After the heroic rise in FMCG sector and getting some of the biggest players in the market

taste dirt within a period of a few years, Patanjali has made a very special place in the hearts

of Indian consumers. Patanjali was set up in 1995 by Baba Ramdev and his close associate

Acharya Balkrishna under the name of Divya Pharmacy. Soon, the medicine became very

popular and Divya Pharmacy sought to diversify and scale the range of products offered.

Year after year it has been adding new products to its portfolio and the customer base has

been increasing rapidly. In financial year 2020, Patanjali clocked 9,023 crore rupees

turnover, with 22% growth net profit.

Patanjali produces more than 500 healthy products and medicines. Its fundamental

principal is to provide healthy alternatives of personal care products, staples, food,

cosmetics etc with goodness of Ayurvedic ingredients without any preservatives or

unnatural substances.

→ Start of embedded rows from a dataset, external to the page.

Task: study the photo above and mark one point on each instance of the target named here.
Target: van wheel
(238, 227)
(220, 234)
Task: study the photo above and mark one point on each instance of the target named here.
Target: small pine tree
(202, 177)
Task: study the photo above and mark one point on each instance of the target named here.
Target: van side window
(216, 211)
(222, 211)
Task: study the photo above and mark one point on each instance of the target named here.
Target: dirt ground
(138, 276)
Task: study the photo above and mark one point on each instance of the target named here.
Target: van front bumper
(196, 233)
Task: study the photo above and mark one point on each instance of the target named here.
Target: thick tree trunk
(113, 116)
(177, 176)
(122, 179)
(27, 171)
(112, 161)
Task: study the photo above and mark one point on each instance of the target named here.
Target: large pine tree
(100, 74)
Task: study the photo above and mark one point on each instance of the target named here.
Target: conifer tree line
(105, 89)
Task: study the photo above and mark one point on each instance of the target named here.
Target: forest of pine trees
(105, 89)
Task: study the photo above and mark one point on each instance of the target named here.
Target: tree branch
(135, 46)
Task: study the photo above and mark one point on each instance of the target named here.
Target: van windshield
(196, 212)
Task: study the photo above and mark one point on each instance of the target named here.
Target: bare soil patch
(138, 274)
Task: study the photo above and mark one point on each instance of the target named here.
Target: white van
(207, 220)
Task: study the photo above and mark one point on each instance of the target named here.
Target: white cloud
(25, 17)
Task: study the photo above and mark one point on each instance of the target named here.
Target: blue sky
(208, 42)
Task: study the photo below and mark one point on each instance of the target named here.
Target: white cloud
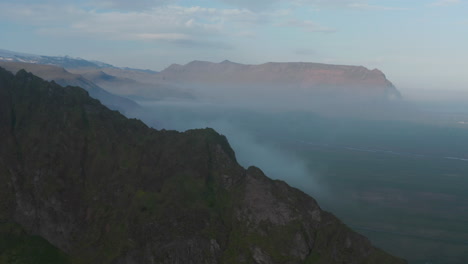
(445, 2)
(375, 7)
(306, 25)
(190, 25)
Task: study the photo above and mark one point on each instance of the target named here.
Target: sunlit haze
(417, 44)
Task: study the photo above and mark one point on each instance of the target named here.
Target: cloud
(128, 5)
(376, 7)
(305, 51)
(445, 2)
(266, 4)
(187, 26)
(306, 25)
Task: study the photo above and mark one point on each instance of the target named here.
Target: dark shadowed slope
(106, 189)
(135, 88)
(64, 78)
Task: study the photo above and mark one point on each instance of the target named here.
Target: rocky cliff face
(64, 78)
(106, 189)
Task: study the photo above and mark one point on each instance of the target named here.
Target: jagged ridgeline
(83, 184)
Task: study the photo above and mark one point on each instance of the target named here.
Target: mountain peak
(106, 189)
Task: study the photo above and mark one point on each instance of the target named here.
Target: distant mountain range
(292, 79)
(83, 184)
(312, 86)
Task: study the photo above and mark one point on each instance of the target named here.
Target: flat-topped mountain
(83, 184)
(293, 77)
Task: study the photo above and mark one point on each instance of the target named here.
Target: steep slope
(295, 78)
(64, 78)
(106, 189)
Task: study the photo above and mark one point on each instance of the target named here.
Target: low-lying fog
(379, 166)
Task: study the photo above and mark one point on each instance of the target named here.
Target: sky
(418, 44)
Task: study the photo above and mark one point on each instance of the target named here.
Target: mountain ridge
(107, 189)
(300, 78)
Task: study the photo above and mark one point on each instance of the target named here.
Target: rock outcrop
(297, 78)
(65, 78)
(101, 188)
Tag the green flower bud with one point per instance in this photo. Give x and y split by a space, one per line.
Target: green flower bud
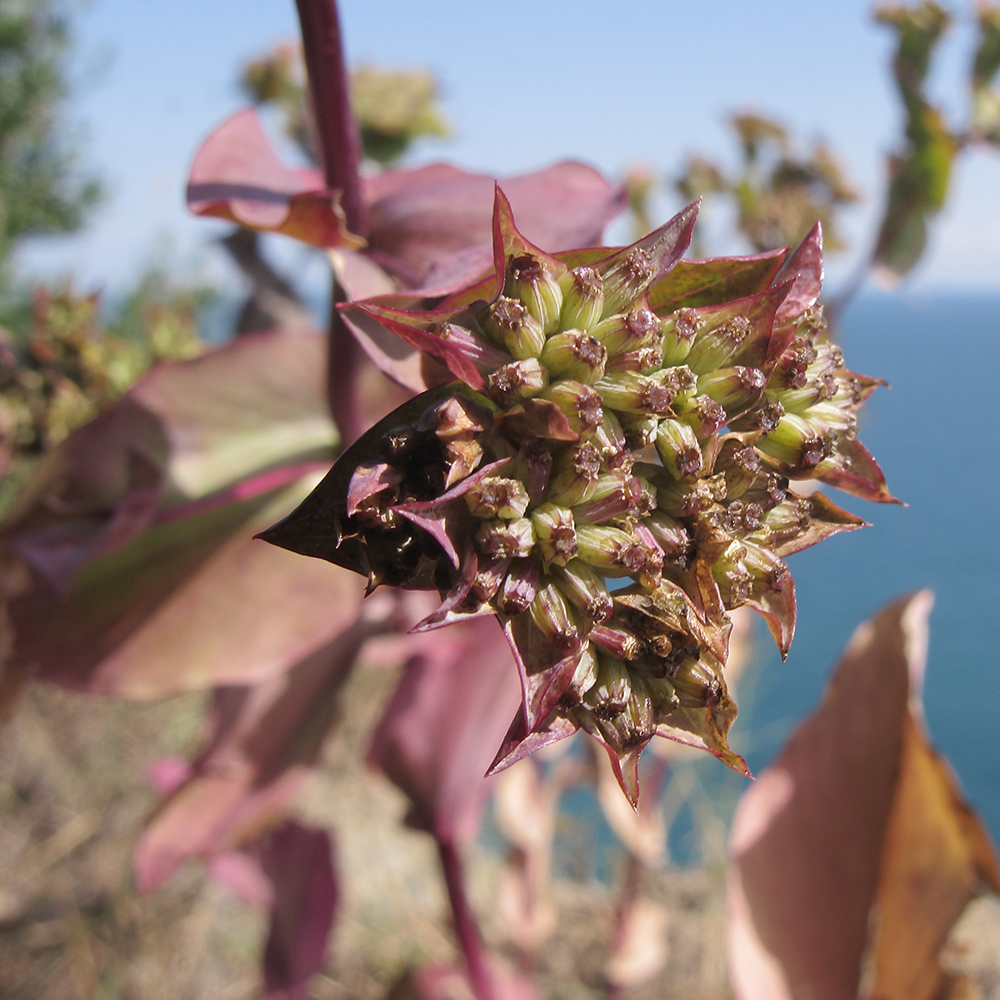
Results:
580 403
530 280
644 360
702 414
685 499
512 324
639 429
678 449
610 694
506 539
713 348
609 549
679 331
732 577
584 677
495 496
795 443
511 383
583 298
617 641
585 588
626 278
630 392
740 464
609 439
615 495
574 475
574 355
696 684
552 616
621 333
519 587
555 533
673 538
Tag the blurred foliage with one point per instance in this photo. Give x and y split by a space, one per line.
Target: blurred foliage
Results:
61 362
393 108
40 189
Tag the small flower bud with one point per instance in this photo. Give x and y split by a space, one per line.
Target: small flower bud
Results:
617 641
630 392
609 695
585 588
506 539
580 403
639 430
651 573
626 276
489 577
511 383
531 280
795 443
574 475
615 495
735 388
520 587
555 533
583 298
678 449
609 549
644 360
574 355
696 684
673 538
686 499
495 496
731 575
713 348
740 464
609 439
679 331
621 333
702 414
552 616
483 355
584 677
512 324
532 465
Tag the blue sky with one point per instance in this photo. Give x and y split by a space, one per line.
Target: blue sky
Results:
524 84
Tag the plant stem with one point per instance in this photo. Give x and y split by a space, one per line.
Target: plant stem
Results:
340 145
466 929
340 155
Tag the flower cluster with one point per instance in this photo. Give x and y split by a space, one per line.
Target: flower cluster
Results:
610 476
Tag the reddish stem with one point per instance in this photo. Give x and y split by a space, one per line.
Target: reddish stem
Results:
340 155
466 928
340 145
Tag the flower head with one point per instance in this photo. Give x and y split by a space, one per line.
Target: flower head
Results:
610 476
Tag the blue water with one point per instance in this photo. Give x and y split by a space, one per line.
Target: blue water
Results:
931 434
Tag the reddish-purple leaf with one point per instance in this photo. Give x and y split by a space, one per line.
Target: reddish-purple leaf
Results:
417 217
266 738
808 837
299 863
804 268
443 724
856 472
236 175
695 283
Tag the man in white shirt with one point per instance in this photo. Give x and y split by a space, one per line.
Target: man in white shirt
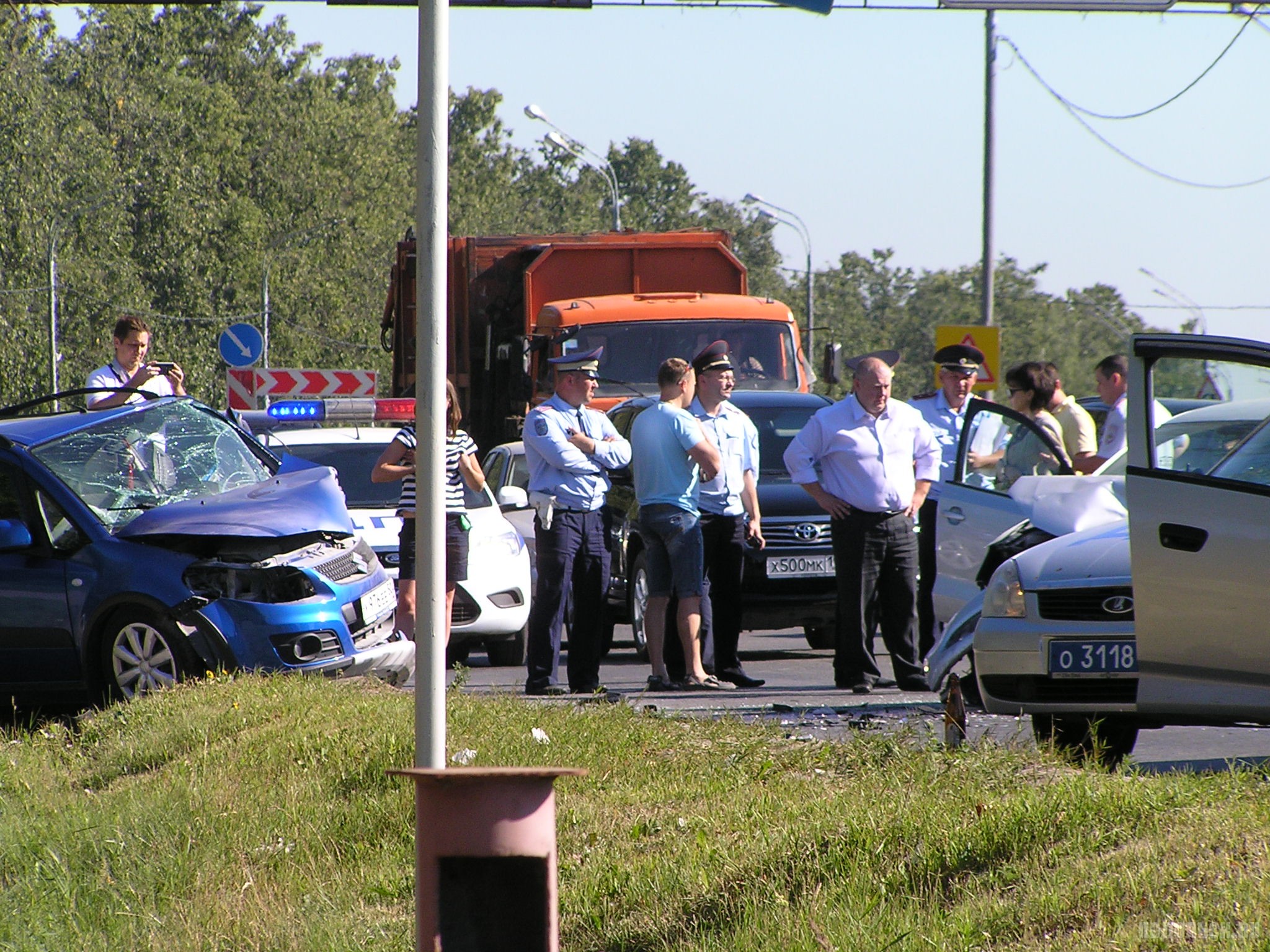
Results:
130 368
878 459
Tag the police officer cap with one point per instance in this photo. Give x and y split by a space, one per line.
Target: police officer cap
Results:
888 357
714 357
959 357
587 363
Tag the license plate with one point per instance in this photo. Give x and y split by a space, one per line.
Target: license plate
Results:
378 602
815 566
1106 658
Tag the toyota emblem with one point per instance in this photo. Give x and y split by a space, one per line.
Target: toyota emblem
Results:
807 532
1118 604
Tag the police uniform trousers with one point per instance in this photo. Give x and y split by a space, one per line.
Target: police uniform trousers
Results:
724 541
876 558
926 568
573 553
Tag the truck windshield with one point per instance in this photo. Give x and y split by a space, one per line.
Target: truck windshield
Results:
762 352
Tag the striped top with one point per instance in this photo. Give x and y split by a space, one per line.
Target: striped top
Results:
456 446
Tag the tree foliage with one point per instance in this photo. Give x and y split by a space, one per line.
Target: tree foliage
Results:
177 159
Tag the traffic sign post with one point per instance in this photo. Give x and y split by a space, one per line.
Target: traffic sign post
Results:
248 386
987 339
241 346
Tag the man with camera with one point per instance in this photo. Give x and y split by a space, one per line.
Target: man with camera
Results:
130 368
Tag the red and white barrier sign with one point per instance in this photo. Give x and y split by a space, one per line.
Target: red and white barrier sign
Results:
248 385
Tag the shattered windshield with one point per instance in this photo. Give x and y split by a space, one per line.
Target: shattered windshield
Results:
164 454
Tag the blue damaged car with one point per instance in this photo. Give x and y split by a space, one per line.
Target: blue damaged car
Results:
155 541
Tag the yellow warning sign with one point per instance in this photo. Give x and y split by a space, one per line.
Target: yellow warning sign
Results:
987 339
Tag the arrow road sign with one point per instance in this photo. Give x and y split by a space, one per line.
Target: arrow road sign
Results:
241 346
248 385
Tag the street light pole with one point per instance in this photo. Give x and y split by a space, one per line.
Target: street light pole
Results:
563 140
806 234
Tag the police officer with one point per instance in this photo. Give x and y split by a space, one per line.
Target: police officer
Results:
569 448
729 508
944 410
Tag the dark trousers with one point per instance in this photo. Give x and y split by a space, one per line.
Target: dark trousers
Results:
572 553
876 555
926 568
724 540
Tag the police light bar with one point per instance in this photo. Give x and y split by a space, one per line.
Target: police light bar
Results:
347 409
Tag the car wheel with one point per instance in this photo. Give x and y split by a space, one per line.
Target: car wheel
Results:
819 637
143 653
508 654
1105 739
639 603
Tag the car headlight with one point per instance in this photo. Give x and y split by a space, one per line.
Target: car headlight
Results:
1005 594
506 542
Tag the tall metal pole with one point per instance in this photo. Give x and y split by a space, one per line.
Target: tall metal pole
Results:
990 55
52 314
431 219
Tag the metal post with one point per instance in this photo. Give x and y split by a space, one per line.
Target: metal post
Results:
431 219
52 314
990 55
265 311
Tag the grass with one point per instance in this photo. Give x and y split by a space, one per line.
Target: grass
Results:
251 813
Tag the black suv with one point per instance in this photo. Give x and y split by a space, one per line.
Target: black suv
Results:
790 582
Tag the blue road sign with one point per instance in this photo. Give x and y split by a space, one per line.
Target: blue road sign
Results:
241 346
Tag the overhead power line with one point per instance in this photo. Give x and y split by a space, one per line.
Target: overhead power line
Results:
1071 111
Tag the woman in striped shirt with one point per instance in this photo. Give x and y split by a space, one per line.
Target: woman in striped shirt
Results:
397 462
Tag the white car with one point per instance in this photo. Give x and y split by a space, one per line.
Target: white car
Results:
1096 639
492 607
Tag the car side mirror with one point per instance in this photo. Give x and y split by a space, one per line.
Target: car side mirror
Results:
14 535
512 498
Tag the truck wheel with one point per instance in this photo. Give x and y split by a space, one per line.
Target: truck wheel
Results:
1101 739
819 637
639 603
508 654
143 653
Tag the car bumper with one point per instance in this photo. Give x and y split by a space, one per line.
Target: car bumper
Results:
1011 659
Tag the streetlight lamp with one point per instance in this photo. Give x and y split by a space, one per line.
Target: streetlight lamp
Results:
265 284
563 140
803 232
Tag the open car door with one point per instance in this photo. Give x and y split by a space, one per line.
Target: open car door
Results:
975 506
1201 534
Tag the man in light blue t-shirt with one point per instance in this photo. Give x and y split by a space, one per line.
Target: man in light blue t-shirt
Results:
670 455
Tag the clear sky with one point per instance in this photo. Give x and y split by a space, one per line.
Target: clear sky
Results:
869 125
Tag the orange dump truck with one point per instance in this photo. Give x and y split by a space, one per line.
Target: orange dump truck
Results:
516 300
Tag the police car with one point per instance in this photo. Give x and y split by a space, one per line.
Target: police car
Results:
492 607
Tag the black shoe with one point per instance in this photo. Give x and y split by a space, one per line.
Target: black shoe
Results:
546 691
739 678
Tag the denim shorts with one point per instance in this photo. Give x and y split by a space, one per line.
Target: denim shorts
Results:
673 549
456 550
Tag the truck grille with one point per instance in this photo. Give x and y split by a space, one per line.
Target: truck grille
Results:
1086 604
350 565
798 534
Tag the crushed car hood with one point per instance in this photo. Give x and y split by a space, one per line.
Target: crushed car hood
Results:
1065 505
286 506
1100 555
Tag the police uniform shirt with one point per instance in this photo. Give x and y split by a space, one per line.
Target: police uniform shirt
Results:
946 426
558 467
737 439
866 461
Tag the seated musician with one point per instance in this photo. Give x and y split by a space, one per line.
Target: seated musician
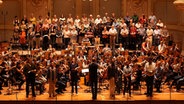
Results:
146 47
97 40
86 41
120 49
161 48
106 48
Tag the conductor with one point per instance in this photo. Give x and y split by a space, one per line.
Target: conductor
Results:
93 77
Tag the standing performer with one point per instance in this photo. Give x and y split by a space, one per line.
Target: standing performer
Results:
127 71
150 68
52 79
74 76
111 76
93 77
29 71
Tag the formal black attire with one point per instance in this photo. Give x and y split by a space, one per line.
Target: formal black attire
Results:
29 73
93 77
74 77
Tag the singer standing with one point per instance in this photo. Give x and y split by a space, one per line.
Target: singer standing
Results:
150 69
93 77
29 71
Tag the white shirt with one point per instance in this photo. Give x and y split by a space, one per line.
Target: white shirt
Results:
66 33
97 21
124 32
112 31
150 67
161 48
149 32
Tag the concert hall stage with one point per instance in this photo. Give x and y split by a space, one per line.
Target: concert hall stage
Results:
138 97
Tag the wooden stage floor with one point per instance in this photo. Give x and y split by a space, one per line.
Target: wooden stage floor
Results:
103 96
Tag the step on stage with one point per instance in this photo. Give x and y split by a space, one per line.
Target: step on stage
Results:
138 97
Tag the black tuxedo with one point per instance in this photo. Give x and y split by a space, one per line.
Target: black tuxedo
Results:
30 78
93 77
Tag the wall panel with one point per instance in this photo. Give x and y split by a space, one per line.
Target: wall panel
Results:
64 7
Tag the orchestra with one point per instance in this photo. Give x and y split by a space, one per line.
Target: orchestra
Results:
121 64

While it has taken away the market share of some of the biggest

FMCG giants like Nestle, Colgate, Unilever – It has actually increased the market of existing

Ayurvedic companies. With the success of Patanjali, companies like Dabur, Himalaya,

Hamdard are now enjoying the free rider advantage. Patanjali is one of the best examples of

a brand capitalizing its strengths and developing the category.